Лоде очень понравился этот старшина. Повеселев от такого его хорошего разговора, он прошел по бережку в парк.
Тут на первый взгляд всё осталось таким, каким было «тогда». Крепко пахло от крапивы и бузины, нагретых августовским солнцем. Дуб, про который папа говорил, что он не моложе, чем екатерининский, попрежнему простирал над суховатой теперь травой могучие руки своих сучьев. Он так невозмутимо взирал на воду и на небо, этот кряжистый старец, точно не очень верил и в тревоги, и в бомбежки, и в самую войну. «Подумаешь! — словно бы хотел сказать он, — невидаль! Разную пакость переживали, а... где она теперь?»
При взгляде на морщинистый, добродушный, хоть и очень твердый ствол этого дуба, Лодя почувствовал себя еще бодрее. Дуб показался ему тоже старшиной, — не человеческим, конечно, а их, древесным. Ему от всего сердца захотелось поверить им двоим. «Вон они какие сильные, большие; как хорошо, как крепко выдюживают они, каждый на своем месте! И папа выдюживает вместе с ними! Надо гордиться тем, что живешь теперь, а не нюнить».

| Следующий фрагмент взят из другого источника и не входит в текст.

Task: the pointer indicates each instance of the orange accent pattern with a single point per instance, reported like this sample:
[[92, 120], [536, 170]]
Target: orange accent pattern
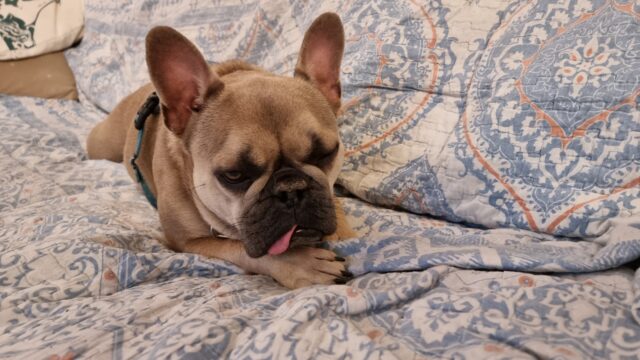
[[523, 205]]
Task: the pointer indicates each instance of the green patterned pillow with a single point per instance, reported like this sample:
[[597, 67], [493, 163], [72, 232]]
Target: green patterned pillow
[[34, 27]]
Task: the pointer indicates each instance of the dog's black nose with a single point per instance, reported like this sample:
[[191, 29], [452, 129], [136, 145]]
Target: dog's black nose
[[289, 185]]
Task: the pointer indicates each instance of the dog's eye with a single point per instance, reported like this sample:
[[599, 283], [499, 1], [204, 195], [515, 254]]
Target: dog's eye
[[233, 177]]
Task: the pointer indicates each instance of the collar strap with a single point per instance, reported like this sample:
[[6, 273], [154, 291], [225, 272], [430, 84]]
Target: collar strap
[[149, 107]]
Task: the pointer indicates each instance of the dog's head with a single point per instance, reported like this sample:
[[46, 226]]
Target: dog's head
[[265, 149]]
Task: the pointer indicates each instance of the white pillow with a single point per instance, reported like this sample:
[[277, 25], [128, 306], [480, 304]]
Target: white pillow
[[30, 28]]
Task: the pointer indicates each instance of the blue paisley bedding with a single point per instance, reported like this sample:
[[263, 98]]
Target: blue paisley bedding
[[492, 172]]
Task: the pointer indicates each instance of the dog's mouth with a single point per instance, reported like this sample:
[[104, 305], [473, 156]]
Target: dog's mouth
[[294, 237]]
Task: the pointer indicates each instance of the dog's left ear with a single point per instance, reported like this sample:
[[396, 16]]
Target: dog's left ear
[[321, 55]]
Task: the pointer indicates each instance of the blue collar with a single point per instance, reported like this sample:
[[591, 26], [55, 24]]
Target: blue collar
[[150, 106]]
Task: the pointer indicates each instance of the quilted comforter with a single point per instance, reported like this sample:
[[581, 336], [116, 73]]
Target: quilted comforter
[[492, 173]]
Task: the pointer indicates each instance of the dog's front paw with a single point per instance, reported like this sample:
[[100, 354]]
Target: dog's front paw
[[305, 266]]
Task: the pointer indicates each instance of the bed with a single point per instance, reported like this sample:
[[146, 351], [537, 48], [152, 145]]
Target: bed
[[492, 173]]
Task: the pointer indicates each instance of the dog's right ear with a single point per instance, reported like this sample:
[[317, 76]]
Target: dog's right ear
[[180, 75]]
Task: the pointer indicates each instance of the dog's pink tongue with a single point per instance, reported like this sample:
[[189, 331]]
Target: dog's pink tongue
[[282, 244]]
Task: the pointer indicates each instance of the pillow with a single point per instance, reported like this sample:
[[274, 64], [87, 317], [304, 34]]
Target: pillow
[[34, 27], [46, 76], [498, 113], [528, 119]]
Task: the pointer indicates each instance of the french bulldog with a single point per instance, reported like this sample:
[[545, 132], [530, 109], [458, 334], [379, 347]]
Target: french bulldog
[[242, 162]]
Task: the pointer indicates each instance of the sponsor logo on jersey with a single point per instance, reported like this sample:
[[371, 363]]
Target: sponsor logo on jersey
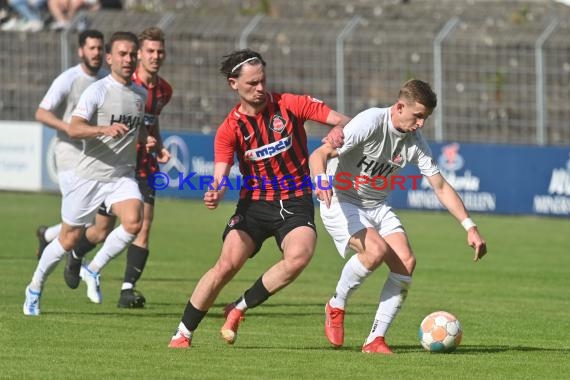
[[269, 150], [132, 122], [140, 106], [315, 100], [450, 158], [278, 123]]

Новые слова, впервые услышанные от сапера, очень пришлись Лоде по душе.
Стоя под дубом, мальчик некоторое время смотрел вокруг, охваченный непередаваемым чувством. Да, нюнить не надо! Но всё-таки как недавно еще было это всё и вместе с тем как давно! Можно подумать, — он во сне видел те спокойные легкие дни, когда еще ничего теперешнего никто не знал: ни дзотов на углах улиц, ни синих лампочек в мертвенно бледных лестничных клетках по вечерам, ни надоедного, — изводящего, а ведь необходимого! — никогда не прекращающегося, слышного везде стука метронома по радио... Всё тогда было другим; совсем другим. Хотели уже ехать в «Светлое», и вдруг...

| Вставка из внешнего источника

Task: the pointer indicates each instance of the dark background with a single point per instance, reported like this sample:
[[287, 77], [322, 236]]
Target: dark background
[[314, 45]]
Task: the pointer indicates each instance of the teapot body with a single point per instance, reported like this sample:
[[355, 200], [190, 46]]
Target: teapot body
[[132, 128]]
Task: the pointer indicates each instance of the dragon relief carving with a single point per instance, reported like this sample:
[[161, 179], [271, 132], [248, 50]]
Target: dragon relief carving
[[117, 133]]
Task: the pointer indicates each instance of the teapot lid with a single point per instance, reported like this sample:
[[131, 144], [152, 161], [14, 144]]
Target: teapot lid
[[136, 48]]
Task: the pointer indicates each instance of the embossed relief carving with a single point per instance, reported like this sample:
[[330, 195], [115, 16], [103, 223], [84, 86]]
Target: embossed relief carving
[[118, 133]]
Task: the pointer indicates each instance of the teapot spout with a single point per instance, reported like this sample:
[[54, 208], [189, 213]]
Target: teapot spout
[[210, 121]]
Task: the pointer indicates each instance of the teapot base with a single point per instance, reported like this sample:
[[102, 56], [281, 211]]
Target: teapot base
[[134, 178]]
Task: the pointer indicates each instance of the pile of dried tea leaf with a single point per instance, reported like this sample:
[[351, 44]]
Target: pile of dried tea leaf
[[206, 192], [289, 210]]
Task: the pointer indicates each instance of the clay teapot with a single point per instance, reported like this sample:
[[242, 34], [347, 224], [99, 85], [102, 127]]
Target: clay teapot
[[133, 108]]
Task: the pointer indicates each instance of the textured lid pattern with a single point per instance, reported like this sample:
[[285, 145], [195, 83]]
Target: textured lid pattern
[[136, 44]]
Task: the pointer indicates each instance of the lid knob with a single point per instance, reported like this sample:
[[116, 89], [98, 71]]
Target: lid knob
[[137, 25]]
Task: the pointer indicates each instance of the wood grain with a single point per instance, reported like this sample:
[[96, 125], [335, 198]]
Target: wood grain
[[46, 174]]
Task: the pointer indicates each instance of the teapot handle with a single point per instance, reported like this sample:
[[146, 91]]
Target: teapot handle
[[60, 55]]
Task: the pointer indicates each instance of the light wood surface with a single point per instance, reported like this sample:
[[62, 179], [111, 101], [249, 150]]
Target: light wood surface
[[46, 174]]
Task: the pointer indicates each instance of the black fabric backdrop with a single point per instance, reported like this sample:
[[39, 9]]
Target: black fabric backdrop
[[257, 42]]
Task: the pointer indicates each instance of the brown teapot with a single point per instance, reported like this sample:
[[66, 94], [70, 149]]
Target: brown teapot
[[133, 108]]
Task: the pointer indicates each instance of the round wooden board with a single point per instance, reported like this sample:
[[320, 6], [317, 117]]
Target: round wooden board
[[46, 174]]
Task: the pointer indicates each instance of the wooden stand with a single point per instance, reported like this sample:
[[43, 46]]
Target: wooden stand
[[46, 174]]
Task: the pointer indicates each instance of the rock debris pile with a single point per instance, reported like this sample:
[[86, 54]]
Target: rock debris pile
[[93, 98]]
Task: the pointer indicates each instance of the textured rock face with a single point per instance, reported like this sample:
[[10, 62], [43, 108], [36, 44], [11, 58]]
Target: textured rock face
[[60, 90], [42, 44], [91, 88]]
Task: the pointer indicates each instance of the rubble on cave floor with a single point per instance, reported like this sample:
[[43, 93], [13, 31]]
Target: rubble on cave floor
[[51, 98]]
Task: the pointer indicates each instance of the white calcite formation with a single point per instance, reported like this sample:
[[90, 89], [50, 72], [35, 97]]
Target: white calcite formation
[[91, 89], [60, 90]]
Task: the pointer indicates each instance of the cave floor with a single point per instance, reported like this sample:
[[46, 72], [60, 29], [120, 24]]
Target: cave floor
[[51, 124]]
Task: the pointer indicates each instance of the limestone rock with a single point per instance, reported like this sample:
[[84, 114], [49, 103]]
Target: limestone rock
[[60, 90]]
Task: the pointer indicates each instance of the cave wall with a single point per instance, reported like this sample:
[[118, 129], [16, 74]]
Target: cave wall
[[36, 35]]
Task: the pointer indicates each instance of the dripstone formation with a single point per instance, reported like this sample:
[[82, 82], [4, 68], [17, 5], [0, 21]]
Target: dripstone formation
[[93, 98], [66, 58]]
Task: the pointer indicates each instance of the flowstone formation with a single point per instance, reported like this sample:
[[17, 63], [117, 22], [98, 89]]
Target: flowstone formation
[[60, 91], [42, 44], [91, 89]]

И вдруг... Лодя как будто слегка вздрогнул. Ему показалось, — кто-то взглянул на него из-под ног, снизу, как змея. Но никто на него не глядел; это он сам, наоборот, не веря своим глазам, пристально смотрел сквозь желтую траву... на ножик!
Ножик торчал там, где хозяин воткнул его в дерн, забыл про него в тот теплый и тихий июньский вечер, в мирный вечер накануне войны.